Por supuesto, la competencia y la agresividad son elementos importantes de la evolución. Sin embargo, para los animales que viven en grupos, resolver cada conflicto con violencia es una gran carga.

Si se lesionan, se vuelven desfavorecidos para la supervivencia, y si pierden socios de cooperación, se dificulta asegurar alimentos, criar a sus crías y enfrentar a los depredadores. Al igual que la capacidad de ganar en competencia, es necesario tener la capacidad de ajustar la competencia para que no destruya el grupo.

Los abrazos, el contacto de manos, los besos, el contacto peligroso en la boca y el tren de la tranquilidad que muestran los bonobos y chimpancés sugieren que la evolución ha continuado eligiendo no solo el "poder de competir", sino también el "poder de proteger las relaciones mientras se compite".

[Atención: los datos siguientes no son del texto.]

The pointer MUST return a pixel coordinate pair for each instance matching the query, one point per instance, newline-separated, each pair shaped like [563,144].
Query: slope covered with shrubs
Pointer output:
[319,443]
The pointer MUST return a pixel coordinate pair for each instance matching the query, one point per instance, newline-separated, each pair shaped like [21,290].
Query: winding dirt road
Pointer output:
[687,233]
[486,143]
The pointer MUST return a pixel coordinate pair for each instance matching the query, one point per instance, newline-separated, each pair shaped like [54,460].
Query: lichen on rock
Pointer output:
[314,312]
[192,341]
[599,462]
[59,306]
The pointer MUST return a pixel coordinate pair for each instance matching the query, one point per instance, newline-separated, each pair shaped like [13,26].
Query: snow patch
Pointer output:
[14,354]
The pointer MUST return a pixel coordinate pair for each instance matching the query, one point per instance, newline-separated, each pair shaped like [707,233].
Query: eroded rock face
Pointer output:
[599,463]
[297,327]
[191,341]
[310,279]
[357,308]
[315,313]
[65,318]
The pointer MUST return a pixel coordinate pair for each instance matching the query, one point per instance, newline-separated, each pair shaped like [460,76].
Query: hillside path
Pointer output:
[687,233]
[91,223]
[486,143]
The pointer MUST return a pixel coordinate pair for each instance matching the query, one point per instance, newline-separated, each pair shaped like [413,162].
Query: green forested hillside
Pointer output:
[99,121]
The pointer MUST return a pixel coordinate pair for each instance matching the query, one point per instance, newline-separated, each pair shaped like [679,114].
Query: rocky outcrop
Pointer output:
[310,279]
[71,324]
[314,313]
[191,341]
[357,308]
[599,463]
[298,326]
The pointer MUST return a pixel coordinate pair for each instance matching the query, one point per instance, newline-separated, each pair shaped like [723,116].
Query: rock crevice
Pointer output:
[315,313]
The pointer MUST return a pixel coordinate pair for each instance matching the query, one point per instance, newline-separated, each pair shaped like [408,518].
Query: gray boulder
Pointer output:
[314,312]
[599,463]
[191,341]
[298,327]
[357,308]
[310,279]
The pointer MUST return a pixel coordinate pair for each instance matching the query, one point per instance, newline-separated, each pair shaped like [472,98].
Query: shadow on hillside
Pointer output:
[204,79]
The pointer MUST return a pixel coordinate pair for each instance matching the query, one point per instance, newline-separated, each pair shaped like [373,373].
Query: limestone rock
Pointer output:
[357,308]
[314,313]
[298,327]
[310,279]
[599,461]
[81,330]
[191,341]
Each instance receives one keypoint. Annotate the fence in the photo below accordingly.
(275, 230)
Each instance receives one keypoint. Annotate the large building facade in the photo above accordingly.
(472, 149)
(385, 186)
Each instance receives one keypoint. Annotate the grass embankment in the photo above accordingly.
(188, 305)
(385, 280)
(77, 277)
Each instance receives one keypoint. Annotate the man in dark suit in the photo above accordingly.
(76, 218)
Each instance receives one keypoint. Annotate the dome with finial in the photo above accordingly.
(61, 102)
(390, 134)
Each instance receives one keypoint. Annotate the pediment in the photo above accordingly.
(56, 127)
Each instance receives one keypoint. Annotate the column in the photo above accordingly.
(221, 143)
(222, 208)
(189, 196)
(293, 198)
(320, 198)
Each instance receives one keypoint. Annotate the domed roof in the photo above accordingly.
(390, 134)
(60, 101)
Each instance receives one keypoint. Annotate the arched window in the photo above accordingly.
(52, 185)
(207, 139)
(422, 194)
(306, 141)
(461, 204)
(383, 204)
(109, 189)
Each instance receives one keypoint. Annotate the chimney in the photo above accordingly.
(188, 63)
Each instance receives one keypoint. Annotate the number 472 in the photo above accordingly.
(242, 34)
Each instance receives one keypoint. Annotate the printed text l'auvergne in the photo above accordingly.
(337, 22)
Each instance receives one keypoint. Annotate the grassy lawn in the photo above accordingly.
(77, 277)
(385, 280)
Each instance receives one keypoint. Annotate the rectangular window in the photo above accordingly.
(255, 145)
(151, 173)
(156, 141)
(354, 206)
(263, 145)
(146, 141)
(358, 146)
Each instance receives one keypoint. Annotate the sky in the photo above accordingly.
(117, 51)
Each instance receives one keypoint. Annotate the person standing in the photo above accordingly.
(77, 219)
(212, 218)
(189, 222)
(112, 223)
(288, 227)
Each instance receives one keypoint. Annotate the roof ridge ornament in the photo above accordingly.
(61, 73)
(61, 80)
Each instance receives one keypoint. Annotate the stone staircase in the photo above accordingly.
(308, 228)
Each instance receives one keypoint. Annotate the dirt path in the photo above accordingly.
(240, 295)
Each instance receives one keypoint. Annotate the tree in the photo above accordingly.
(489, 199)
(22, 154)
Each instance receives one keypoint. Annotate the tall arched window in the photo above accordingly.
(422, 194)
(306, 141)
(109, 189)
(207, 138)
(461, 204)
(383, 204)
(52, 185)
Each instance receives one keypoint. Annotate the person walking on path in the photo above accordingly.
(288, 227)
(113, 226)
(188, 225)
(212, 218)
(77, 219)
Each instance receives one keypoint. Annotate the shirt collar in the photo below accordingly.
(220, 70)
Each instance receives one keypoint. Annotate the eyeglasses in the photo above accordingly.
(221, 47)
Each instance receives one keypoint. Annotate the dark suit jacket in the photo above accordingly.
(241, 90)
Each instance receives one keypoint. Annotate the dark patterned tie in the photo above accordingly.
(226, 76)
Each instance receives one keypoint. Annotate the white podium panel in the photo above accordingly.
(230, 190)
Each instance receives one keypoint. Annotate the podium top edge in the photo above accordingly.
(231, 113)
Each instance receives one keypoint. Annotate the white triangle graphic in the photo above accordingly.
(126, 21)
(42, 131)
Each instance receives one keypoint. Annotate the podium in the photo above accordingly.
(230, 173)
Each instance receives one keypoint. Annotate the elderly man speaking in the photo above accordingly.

El contacto puede ser una expresión de amabilidad y, al mismo tiempo, una acción práctica para mantener una sociedad compleja.

Antes de que naciera el lenguaje, antes de que existieran leyes o contratos, es posible que nuestros ancestros transmitieran la intención de "no te haré daño" y "aunque compitamos, la relación continuará" a través de la temperatura corporal, la presión y la proximidad.

En la sociedad humana moderna, el contacto corporal requiere consentimiento y consideración cultural. Sin embargo, el principio de que las acciones que tranquilizan al otro pueden aliviar la tensión social sigue siendo el mismo.

Mirar a los ojos, hablar con una voz calmada, confirmar la intención del otro, mantener una distancia segura. Si es un amigo cercano, tomar la mano con su consentimiento.